Vu la procédure suivante :
Par une requête, enregistrée le 8 juillet 2021, Mme B A, représentée par Me Mouafo, demande au tribunal :
1°) d'annuler l'arrêté du 15 juin 2021 par lequel la préfète du Val-de-Marne l'a obligée à quitter le territoire français dans un délai de trente jours et a fixé le pays à destination duquel elle pourra être éloignée d'office ;
2°) d'enjoindre à la préfète du Val-de-Marne de réexaminer sa situation et, dans l'attente, de lui délivrer une autorisation provisoire de séjour dans la quinzaine suivant la notification du jugement à intervenir sous astreinte de cent euros par jour de retard ;
3°) de l'admettre à titre provisoire à l'aide juridictionnelle ;
4°) de mettre à la charge de l'État une somme de 1 500 euros en application de l'article L. 761-1 du code de justice administrative.
Mme A soutient que :
- la décision portant obligation de quitter le territoire français :
* est entachée d'un défaut d'examen réel et sérieux de sa situation ;
* est entachée d'une erreur de droit dès lors que la préfète s'est estimée liée par les décisions de l'Ofpra et de la CNDA ;
* est entachée d'une " disproportion entre l'intérêt public à sauvegarder et la gravité des conséquences de l'exécution de la décision d'éloignement " ;
- la décision fixant le pays de destination :
* est illégale par voie de conséquence de l'illégalité de l'obligation de quitter le territoire français ;
* méconnaît l'article 3 de la Convention européenne de sauvegarde des droits de l'homme et des libertés fondamentales.
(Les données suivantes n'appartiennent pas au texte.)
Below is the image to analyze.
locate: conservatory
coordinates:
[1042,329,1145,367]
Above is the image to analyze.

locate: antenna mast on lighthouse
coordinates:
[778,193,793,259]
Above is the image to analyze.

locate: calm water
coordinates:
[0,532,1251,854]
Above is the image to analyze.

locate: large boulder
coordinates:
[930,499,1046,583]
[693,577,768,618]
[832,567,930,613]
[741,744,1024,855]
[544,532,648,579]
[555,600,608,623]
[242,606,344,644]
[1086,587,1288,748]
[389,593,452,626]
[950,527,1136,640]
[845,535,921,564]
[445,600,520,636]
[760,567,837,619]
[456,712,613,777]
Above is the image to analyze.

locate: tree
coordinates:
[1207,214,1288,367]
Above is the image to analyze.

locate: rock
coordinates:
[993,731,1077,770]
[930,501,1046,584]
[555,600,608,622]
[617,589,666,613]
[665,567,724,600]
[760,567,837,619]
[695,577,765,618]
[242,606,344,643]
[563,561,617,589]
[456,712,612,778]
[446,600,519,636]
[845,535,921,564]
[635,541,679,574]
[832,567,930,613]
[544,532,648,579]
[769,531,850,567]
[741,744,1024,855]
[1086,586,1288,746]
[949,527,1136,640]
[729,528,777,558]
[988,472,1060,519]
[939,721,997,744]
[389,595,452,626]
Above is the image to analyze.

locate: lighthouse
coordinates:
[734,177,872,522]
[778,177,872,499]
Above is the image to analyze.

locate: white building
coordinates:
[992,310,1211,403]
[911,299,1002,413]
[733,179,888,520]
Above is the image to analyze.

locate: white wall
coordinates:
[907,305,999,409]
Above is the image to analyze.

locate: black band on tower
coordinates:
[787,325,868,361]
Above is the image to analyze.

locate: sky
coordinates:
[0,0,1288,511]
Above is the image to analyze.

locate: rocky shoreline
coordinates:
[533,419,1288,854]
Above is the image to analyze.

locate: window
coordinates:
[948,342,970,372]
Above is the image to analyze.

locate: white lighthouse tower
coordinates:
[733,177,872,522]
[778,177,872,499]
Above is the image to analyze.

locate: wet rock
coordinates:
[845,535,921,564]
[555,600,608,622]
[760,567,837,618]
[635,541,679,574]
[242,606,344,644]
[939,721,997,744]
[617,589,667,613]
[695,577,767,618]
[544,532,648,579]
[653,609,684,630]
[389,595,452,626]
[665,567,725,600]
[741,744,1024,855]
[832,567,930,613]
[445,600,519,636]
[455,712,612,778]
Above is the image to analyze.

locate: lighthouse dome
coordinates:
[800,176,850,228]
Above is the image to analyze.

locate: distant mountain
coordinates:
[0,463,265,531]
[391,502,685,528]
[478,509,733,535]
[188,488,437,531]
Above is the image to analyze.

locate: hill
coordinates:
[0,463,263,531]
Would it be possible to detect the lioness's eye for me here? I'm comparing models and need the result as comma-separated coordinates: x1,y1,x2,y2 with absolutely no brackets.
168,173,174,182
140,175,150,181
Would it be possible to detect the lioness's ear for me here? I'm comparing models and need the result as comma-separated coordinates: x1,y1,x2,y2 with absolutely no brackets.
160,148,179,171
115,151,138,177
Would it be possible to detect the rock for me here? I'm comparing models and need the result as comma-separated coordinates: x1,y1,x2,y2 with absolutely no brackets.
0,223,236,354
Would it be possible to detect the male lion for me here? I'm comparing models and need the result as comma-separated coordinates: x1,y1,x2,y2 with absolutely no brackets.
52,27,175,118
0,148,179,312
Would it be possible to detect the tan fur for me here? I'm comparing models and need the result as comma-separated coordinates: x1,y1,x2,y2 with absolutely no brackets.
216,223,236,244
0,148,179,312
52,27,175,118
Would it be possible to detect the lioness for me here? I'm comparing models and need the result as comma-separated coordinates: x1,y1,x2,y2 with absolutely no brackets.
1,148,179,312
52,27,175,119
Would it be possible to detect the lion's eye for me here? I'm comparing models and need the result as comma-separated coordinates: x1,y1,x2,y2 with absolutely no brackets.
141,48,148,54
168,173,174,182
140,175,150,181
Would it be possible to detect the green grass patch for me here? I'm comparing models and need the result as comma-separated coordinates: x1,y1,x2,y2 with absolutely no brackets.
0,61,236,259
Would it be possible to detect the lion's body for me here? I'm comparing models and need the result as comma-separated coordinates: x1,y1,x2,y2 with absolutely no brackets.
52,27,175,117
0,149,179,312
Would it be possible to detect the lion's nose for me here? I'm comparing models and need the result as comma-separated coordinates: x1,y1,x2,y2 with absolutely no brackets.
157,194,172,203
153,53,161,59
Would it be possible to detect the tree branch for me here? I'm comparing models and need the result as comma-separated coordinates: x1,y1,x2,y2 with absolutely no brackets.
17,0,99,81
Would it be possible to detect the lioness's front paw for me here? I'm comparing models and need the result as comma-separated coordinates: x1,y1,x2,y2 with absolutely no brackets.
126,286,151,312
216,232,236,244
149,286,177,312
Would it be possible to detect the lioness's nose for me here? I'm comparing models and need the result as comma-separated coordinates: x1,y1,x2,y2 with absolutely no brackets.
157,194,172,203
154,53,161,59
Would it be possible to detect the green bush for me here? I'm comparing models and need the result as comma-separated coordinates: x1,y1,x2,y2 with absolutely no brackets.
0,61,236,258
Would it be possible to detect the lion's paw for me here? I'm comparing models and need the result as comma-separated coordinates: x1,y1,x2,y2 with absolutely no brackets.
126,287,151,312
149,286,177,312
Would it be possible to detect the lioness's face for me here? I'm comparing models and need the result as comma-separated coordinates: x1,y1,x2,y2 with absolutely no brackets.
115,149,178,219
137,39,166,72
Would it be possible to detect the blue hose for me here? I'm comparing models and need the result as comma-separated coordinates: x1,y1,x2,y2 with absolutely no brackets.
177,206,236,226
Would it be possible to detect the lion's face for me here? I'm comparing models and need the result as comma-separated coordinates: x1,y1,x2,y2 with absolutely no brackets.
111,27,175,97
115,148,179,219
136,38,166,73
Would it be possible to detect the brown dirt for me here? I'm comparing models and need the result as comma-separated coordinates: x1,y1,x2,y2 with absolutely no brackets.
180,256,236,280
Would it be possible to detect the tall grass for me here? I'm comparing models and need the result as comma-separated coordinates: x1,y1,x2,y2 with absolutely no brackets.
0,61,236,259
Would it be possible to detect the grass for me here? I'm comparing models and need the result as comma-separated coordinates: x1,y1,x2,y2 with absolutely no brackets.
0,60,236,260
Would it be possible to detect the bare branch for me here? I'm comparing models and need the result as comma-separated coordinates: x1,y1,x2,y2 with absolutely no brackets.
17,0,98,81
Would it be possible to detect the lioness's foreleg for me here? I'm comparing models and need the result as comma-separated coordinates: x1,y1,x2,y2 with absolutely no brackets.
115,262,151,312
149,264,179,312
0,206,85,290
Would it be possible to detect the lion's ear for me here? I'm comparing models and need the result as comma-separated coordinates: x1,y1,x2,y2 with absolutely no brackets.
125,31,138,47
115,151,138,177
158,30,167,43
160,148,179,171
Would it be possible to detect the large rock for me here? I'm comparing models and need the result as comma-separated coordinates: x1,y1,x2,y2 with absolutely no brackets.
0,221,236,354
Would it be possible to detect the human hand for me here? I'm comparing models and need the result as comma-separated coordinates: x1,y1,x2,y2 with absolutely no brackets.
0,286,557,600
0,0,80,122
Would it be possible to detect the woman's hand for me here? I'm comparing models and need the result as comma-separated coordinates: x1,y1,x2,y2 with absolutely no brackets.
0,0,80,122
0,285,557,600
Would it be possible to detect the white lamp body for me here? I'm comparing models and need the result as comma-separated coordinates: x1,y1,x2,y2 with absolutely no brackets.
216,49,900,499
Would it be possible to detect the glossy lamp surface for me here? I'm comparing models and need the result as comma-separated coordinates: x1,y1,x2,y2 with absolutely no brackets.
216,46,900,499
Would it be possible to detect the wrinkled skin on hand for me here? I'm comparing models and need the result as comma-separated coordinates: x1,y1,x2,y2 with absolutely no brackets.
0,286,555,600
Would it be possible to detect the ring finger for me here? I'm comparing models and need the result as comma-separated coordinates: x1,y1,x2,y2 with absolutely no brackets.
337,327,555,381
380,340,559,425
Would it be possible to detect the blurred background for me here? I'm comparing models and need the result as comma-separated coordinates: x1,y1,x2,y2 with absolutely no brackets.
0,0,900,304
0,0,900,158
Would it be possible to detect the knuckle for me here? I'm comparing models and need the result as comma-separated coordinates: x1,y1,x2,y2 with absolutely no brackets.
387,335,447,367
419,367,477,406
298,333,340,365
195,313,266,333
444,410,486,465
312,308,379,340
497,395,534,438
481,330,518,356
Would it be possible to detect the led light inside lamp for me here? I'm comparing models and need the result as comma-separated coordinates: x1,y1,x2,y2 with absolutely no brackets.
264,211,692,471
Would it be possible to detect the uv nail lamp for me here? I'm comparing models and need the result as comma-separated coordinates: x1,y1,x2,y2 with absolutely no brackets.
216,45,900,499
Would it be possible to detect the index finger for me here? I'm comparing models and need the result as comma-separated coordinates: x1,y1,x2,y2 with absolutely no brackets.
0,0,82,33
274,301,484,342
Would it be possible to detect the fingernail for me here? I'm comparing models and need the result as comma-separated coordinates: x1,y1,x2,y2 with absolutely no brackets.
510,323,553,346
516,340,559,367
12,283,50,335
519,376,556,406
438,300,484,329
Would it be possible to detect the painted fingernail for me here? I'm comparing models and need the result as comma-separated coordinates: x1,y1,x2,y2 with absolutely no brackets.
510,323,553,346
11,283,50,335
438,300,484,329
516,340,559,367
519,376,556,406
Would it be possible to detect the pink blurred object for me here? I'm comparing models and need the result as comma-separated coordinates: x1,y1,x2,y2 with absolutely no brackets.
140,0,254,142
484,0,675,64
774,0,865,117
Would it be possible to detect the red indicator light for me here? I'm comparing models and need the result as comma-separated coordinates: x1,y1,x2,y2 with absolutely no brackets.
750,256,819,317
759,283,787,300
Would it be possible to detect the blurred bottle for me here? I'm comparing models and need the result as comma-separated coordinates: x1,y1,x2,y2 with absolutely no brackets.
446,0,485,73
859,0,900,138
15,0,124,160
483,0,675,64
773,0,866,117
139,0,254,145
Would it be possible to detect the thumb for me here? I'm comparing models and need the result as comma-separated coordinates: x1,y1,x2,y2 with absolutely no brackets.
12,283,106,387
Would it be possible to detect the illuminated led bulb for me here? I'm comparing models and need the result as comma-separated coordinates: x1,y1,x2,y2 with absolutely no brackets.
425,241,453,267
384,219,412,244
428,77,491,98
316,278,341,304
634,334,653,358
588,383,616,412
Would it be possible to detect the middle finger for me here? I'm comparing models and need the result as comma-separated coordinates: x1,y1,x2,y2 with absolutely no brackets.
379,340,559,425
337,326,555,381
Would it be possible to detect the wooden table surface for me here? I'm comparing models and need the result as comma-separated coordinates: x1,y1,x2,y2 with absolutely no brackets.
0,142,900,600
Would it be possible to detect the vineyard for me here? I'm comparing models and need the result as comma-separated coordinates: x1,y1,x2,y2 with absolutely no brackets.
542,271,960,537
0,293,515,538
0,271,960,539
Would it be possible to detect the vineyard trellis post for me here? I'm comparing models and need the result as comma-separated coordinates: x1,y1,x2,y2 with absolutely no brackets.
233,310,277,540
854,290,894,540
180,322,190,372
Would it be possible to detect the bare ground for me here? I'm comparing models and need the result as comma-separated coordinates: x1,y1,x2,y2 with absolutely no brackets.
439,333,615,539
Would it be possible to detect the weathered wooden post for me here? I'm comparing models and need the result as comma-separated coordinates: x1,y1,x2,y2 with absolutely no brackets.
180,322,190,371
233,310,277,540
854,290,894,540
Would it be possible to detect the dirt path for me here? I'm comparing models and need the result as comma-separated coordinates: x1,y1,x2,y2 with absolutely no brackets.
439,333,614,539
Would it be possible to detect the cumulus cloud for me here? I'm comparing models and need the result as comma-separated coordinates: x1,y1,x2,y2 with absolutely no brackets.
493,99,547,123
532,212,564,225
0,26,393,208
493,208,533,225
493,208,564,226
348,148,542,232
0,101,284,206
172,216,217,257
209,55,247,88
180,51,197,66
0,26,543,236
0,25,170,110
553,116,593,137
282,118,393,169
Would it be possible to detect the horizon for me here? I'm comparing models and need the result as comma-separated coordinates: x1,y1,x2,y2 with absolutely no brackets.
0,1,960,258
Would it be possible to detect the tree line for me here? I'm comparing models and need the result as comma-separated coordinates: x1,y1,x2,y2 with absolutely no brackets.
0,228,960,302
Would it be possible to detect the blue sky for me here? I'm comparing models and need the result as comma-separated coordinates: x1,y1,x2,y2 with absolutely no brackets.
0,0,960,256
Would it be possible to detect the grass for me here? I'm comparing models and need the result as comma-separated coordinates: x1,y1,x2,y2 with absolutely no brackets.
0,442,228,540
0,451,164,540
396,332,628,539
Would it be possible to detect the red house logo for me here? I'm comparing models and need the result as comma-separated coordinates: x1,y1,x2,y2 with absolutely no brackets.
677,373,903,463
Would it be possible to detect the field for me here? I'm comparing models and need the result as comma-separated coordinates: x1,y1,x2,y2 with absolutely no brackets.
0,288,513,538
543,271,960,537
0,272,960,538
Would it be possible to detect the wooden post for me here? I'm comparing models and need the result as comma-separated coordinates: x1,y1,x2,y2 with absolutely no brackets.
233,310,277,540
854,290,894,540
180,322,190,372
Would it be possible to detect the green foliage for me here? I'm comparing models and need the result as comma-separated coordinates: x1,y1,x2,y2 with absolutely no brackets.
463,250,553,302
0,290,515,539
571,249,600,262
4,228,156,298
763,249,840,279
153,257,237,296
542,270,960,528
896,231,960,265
La requête a été communiquée à préfète du Val-de-Marne, représentée par le cabinet Actis Avocats, qui n'a pas présenté de mémoire en défense mais qui a communiqué des pièces enregistrées le 4 juillet 2022.
Par une décision du bureau d'aide juridictionnelle de Melun du 22 septembre 2021, l'aide juridictionnelle totale a été accordée à Mme A.
Vu les autres pièces du dossier.
Vu :
- la Convention de Genève du 28 juillet 1951 relative au statut des réfugiés ;
- la Convention européenne de sauvegarde des droits de l'homme et des libertés fondamentales ;
- le code des relations entre le public et l'administration ;
- le code de justice administrative.
Le président du Tribunal a désigné M. Girard-Ratrenaharimanga, premier conseiller, pour statuer sur les requêtes relevant de la procédure prévue aux articles R. 776-13-1 et suivants, R. 776-15, R. 777-1 et suivants, R. 777-2 et suivants et R. 777-3 et suivants du code de justice administrative.
Les parties ont été régulièrement averties du jour de l'audience.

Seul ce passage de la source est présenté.